大人しい子だったのにね。でもそういう子ほど闇を秘めてない? ちょっと不思議ちゃんではあったし。そうそう、小学生の頃は幽霊が見えるとか言ってたみたいで。
そんな会話が聞こえてきて、恵理ちゃんは不安げに瞳を揺らし私を見る。
「あれ」というのはだった今隣の席の女の子たちも話題にあげていた"連続神隠し事件"の話だろう。
こちらでは夏の終わり頃から行方不明者が急増している。決まった地域の住人が失踪するという訳ではなく、全国各地で急に人が消える事件が立て続けに発生している。
ニュースでも連日取り上げられており、失踪者の痕跡や足取りが一切出てこないことから誰かが「神隠しだ」と囁き、一連の騒動は「連続神隠し事件」として話題になっている。

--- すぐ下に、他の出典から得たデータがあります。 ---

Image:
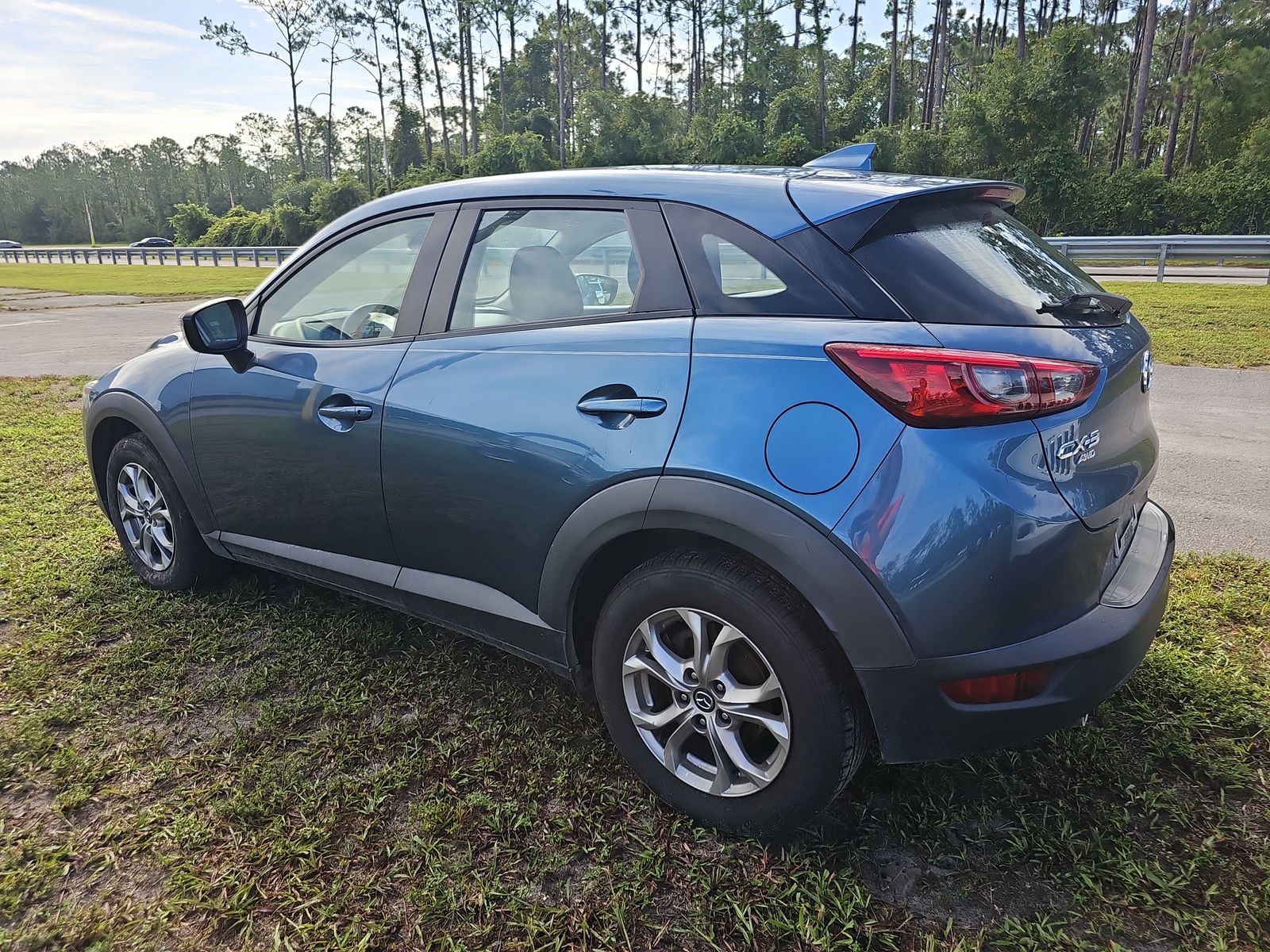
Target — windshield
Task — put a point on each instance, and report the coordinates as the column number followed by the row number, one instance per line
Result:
column 969, row 262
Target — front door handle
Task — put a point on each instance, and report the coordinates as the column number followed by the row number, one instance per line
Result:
column 639, row 408
column 348, row 413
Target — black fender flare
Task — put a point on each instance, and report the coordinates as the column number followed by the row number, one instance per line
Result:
column 135, row 410
column 826, row 575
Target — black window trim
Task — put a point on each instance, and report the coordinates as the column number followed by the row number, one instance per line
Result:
column 691, row 257
column 418, row 286
column 651, row 240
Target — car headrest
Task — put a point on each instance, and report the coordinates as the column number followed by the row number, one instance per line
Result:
column 541, row 286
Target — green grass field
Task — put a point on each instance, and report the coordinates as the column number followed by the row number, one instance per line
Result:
column 144, row 281
column 1214, row 325
column 1203, row 324
column 273, row 766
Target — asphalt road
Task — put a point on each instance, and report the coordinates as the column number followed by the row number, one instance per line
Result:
column 1214, row 424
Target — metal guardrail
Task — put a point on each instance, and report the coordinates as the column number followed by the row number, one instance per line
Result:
column 215, row 257
column 1160, row 249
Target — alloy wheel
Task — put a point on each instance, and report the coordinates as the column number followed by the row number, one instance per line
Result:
column 706, row 702
column 146, row 518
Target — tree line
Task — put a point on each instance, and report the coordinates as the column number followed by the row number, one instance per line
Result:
column 1119, row 116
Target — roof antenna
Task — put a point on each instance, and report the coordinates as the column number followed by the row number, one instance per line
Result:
column 857, row 158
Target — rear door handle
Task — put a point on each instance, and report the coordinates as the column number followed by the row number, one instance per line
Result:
column 639, row 408
column 349, row 413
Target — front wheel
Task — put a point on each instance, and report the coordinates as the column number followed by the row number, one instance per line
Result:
column 727, row 696
column 154, row 526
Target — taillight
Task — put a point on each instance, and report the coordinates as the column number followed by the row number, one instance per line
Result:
column 999, row 689
column 929, row 386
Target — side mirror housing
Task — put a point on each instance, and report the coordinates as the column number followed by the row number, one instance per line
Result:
column 219, row 328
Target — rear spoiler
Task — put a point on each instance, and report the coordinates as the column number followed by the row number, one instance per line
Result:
column 855, row 222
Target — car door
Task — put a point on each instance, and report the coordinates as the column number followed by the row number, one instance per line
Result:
column 554, row 363
column 289, row 451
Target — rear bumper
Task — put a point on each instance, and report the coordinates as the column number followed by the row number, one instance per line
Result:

ただの失踪事件ならまだしも、失踪時に不可解な点が多いことや"神隠し"と称されたことで、その話題は"私たち"の元にも届いている。
恵理ちゃんの予想通り、神隠し事件は「こちら側」と関係があるのは間違いないだろう。ただ"私たち"は外部で発生した神隠し事件よりも、先日内部で発生した問題の対応に追われており、そちらまで手が回っていないのが現状だ。
そしてどれもこれも固く箝口令が敷かれるほどの重大事案なので、やはり恵理ちゃんには何も話すことができない。
「あのさ、一つだけ教えて。巫寿や泰紀や他の皆は、大丈夫なんだよね? 危ない目にあったり、重大なことに巻き込まれてたりしないよね?」
何かを感じとったのか、恵理ちゃんは真剣な顔で私の目を覗き込む。私たちを心配する気持ちが痛いほど伝わってくる。